There’s been data flying back and forth.
Every university has a “model.” Every health official. Everybody on Twitter who in their spare time became a pandemic expert.
Let’s look at some of the models out there.
The below model was considered by many to be the standard. Six days ago it projected that in New York there would be 50,000 hospitalizations by April 1 (see below graphic).
Instead, there are 12,000. It was off by a factor of four in only six days. I can understand a bunch of PhDs being off by 10–20% in six days but there are 1/4 the number of hospitalizations they projected. What went wrong?
I hope “What went wrong?” is a question a lot of people ask when this is over. What went wrong with not only U.S. preparation but the entire Western world? What went wrong with the CDC, which was aware in 2005 that chloroquine could be a possible remedy for SARS and other coronaviruses?
But most of all, what went wrong with almost EVERY single model that predicted exponential growth and millions and millions of deaths by now? Imperial College, Harvard, University of Washington, The New York Times, on and on and on.
The answer is straightforward. They all assumed exponential growth. They used sixth grade math to make predictions rather than take into account that this virus, like every virus in world history, does not have exponential growth. Something only has exponential growth when there are no boundaries. Eventually, if there are boundaries, then the growth stops being exponential, starts to flatten, and then starts to go down.
What are the boundaries to this virus? Population, demographics, immune populations, the amount of exposure different groups have to the virus, possible mutations, possible weather effects, we don’t really know.
There’s one paper I found that takes all of this into account. It looks at each country, and even each state, where the virus hit. It looks at how many times the virus doubled (i.e., how long was it still exponential?)… and then how long it took for the “second derivative” to go negative (i.e., how long it took before the acceleration of the virus’s growth started to go down, even though new cases/deaths were still rising)… and then how long it took for the virus to get under control (i.e., the number of cases/deaths started going down to the point where they quickly became negligible.)
The paper is by Gerard Tellis of USC, and is titled: “How Long Will Social Distancing Last?”
He looks at the ONLY important math: How many doubles does the virus make? And when does the growth rate (the second derivative of the growth in cases/deaths) start to go negative?
This is what you need to know to determine the peak of the virus and when it will end. No other paper that I have looked at has done this. In part because, until now, the data wasn’t there. It was possible to make a guess based on China, South Korea, Singapore, Taiwan, Sweden, and even Italy and now Spain. But guesswork is not good enough for an academic paper.

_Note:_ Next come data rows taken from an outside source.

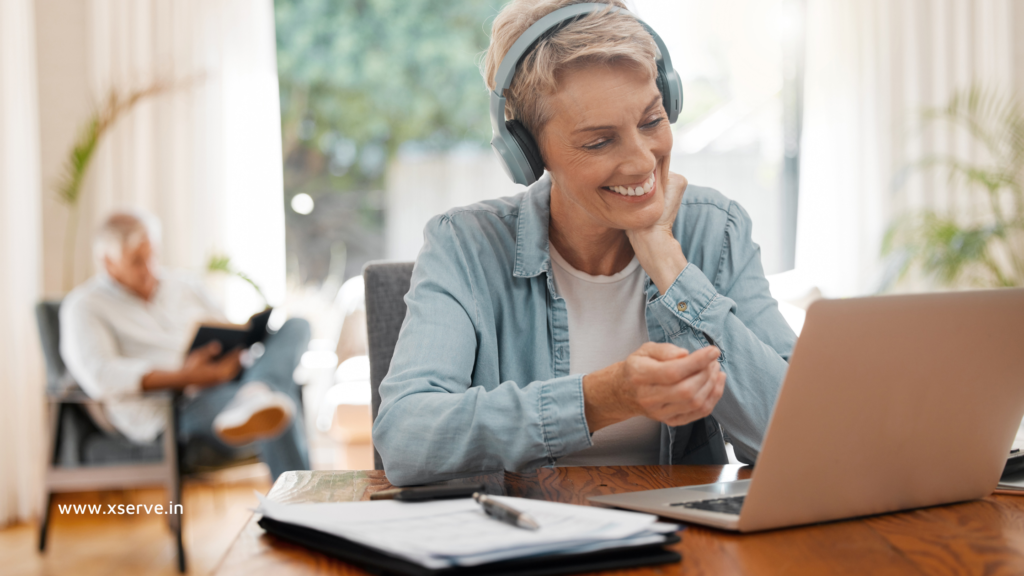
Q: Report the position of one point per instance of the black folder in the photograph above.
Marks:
(375, 562)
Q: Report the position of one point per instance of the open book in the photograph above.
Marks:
(233, 336)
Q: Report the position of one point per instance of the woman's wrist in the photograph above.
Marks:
(605, 400)
(659, 254)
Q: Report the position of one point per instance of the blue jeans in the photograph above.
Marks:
(288, 451)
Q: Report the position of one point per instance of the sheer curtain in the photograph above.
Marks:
(20, 363)
(872, 66)
(204, 156)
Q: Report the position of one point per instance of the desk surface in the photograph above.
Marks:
(980, 537)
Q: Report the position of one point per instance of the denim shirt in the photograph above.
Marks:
(479, 380)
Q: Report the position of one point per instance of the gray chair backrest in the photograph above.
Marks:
(386, 285)
(48, 321)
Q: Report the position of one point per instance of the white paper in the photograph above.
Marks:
(442, 533)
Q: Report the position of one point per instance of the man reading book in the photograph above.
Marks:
(127, 331)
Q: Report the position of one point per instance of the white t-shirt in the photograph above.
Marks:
(607, 324)
(111, 338)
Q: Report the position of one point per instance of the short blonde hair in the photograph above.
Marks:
(601, 37)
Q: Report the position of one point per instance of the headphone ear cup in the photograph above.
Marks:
(663, 87)
(526, 145)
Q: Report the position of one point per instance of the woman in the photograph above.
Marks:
(595, 318)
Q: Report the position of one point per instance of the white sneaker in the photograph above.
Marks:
(256, 412)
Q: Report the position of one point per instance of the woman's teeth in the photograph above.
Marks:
(641, 190)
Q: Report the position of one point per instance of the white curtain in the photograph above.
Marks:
(872, 67)
(205, 157)
(20, 363)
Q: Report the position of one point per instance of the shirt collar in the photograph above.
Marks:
(531, 255)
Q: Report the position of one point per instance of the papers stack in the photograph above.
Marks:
(457, 533)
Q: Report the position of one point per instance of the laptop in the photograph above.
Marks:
(890, 403)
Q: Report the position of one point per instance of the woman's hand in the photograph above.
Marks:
(660, 381)
(655, 247)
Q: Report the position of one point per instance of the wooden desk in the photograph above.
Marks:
(980, 537)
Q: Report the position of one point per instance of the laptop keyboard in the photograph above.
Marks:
(724, 505)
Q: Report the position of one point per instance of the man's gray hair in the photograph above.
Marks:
(124, 230)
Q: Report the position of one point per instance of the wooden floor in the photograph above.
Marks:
(83, 544)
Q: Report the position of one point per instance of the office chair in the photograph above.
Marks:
(386, 285)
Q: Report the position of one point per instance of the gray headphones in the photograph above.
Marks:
(514, 146)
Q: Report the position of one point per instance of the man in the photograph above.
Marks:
(127, 331)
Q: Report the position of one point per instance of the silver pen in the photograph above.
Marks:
(505, 513)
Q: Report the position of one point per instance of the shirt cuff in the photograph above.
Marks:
(563, 422)
(687, 300)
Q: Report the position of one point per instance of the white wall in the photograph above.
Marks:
(421, 186)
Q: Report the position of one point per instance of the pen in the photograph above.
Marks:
(505, 513)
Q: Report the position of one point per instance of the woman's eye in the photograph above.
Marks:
(652, 123)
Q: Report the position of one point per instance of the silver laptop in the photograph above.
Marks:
(890, 403)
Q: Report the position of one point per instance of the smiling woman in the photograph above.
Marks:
(594, 318)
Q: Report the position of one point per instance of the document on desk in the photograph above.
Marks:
(445, 533)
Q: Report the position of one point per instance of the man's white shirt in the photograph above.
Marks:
(111, 338)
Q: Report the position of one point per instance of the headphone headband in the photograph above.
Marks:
(521, 159)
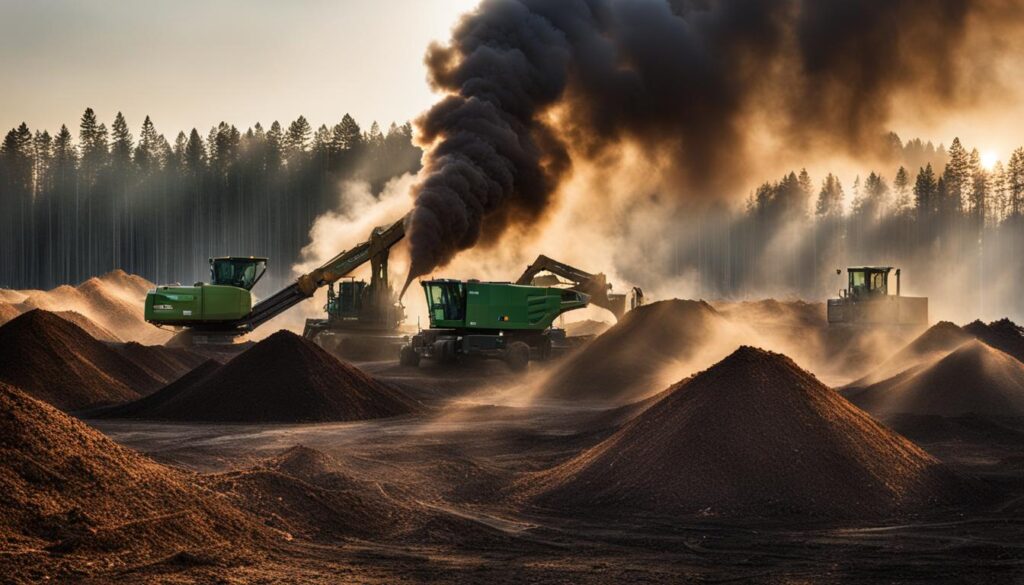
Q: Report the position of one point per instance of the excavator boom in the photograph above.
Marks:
(595, 286)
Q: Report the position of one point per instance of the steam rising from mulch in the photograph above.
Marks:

Here is the main table to focus on.
The curve in every location basically remains the same. So based on prior curves, and based on the data so far in locations that are still “pending,” it can extrapolate and figure out roughly when a location will hit its peak and when the virus cases will start going down quickly.
In Spain, for instance, it forecast a peak yesterday.
Just eyeing the data…
You can maybe guess that Spain’s growth ended about a week ago but it’s still been volatile. The model predicts yesterday as the peak and April 14 the date the virus will be fully under control.
In New York, it estimates April 5, with the virus fully under control around April 22. These are only estimates and can vary a little bit.
This is the first paper that seems to take into account the inevitable slowdown in exponential growth.
What does this all mean?
I hope it means that the government is able to take this seriously when the data fully reveals itself, and, as cases lessen, as fewer hospital beds are needed, as the country gets on the road to health recovery (even though there will still be cases), that a plan is put into place to fully reopen the economy.
The stimulus is going to be great. But the stimulus only works if the economy is OPEN. Else, you are giving electric shock to a patient who’s already dead. It’s useless. The economy needs to come to life.